(dello scrittore spagnolo Vintila Horia, Puebla De Sanabria, 11 aprile 1966)
Caro Pennisi,mi trovo stasera in albergo, tra la Galizia e la Castiglia, e vado a partecipare alla festa di S. Vintila, mio santo, che si celebrerà nel paese di Pungin, provincia di Orense, in pieno Altopiano Celtico, popolato da leggende e da vecchi miti. Sta piovendo a dirotto. Ogni tanto, sulla collina di fronte appaiono il castello e la chiesa di questo lontano paese, come fantasmi di pietra, e le montagne di neve, e la notte, da dove viene la pioggia. E' un paesaggio quasi monocolore, severo e fantastico, l'estremo nord-occidentale dell'aspra e stupenda Castiglia. Questa sera, in questo albergo circondato da montagne coperte di neve, posso scriverle...

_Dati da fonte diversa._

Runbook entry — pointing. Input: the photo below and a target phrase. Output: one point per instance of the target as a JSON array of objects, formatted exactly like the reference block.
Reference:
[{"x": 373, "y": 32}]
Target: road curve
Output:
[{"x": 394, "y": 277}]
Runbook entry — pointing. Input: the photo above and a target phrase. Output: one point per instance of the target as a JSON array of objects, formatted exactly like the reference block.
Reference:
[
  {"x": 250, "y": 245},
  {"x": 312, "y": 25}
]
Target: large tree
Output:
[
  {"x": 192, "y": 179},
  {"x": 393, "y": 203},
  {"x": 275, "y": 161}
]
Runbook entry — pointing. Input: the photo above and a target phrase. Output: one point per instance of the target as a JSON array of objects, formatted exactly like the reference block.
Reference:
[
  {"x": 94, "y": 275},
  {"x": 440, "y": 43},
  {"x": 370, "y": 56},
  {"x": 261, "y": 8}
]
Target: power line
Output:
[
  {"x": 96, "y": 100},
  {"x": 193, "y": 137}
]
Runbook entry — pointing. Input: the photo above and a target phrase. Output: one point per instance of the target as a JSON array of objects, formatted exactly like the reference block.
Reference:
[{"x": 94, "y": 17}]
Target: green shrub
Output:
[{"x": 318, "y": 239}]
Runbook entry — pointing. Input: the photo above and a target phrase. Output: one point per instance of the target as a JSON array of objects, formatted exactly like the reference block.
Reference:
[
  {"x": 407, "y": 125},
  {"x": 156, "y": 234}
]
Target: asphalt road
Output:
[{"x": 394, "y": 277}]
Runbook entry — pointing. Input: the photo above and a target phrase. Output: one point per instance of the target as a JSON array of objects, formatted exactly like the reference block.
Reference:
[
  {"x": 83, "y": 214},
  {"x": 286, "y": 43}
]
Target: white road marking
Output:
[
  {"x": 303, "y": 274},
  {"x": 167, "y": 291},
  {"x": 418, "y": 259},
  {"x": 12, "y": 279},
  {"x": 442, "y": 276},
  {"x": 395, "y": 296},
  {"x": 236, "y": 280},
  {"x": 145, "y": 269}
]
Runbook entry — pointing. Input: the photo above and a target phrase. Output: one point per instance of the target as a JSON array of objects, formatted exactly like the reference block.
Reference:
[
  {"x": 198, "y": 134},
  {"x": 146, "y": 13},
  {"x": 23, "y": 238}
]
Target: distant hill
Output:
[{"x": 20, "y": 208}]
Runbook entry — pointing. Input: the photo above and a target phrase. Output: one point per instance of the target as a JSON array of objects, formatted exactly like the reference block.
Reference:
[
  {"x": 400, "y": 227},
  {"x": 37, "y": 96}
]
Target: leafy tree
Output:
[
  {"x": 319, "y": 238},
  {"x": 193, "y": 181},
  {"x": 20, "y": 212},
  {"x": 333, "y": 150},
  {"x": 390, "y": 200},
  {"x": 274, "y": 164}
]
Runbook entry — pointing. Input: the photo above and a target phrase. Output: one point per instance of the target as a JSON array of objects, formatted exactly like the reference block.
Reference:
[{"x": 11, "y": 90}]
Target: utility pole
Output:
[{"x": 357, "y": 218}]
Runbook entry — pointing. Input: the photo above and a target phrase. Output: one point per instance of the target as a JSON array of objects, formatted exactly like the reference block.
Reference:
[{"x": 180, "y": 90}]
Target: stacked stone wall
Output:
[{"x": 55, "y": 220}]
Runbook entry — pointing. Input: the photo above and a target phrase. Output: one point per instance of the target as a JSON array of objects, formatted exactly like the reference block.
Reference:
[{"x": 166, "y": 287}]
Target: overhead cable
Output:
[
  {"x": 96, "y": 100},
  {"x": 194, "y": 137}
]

... In tutte le sue opere ho trovato quella inquietudine di cui mi parla, terribilmente espressa non soltanto nel «dramma» di ognuna di esse, ma anche nel colore. Infatti credo che la quasi monocromia dei suoi quadri, sfruttata in tutta la sua gamma di variazioni, contribuisce a dare alla sua pittura una specie di dimensione metafisica che è senza dubbio la caratteristica della sua opera. Qualunque ricerca metafisica non può essere policroma, se posso dire così, perché realizzata in una interiorità, in uno stile di pensiero. La sua pittura è un modo di pensare e implica la ragione e il sentimento, è una totalità, e credo che, in questo senso, somigli al mio scrivere, a quello che rappresenta per me la ricerca, la fraseologia del romanziere e del poeta. La sua «inquietudine» come tema pittorico è un problema che lei vuole risolvere plasticamente, cercando un punto d'appoggio universale nella sua propria esperienza, nella sua crisi personale. In più, lei è un credente, cioè un uomo completo, non può non rinunciare alle parzialità che combinano a formare oggetto e soggetto nella arte e nella letteratura contemporanee. Il suo frugare nel monocolore è una specie di tecnica del conoscere, drammaticamente sospesa alla sua intima ricerca personale che non può dilagarsi in una molteplicità superficiale. Il suo monocolorismo è forte, coraggioso, è ricco come una filosofia. Mi fa pensare anche al monocolore dell'Inferno di Dante, o alla sottigliezza insulare di un grande romanziere, padrone assoluto di un suo universo in questo caso monolitico o monostilistico. E' forse, questa, la strada nella quale dovrebbero impegnarsi i pittori d'oggi. Non lo so, non essendo pittore, ma credo che la pittura astratta, o chiamata così, perché nel fondo non lo è, sia arrivata, come la «nouvelle vague» nel romanzo, ad una via senza uscita. Non si può prescindere dall'uomo, come non si può prescindere da Dio, in letteratura come in pittura. Così io credo che lei, nei suoi quadri, abbia raggiunto la semplicità del mistero, che è, poi, il vero «astrattismo», quello che ci schiude altre porte e ci fa vedere altri mondi, lo astrattismo dell'anima e non della forma.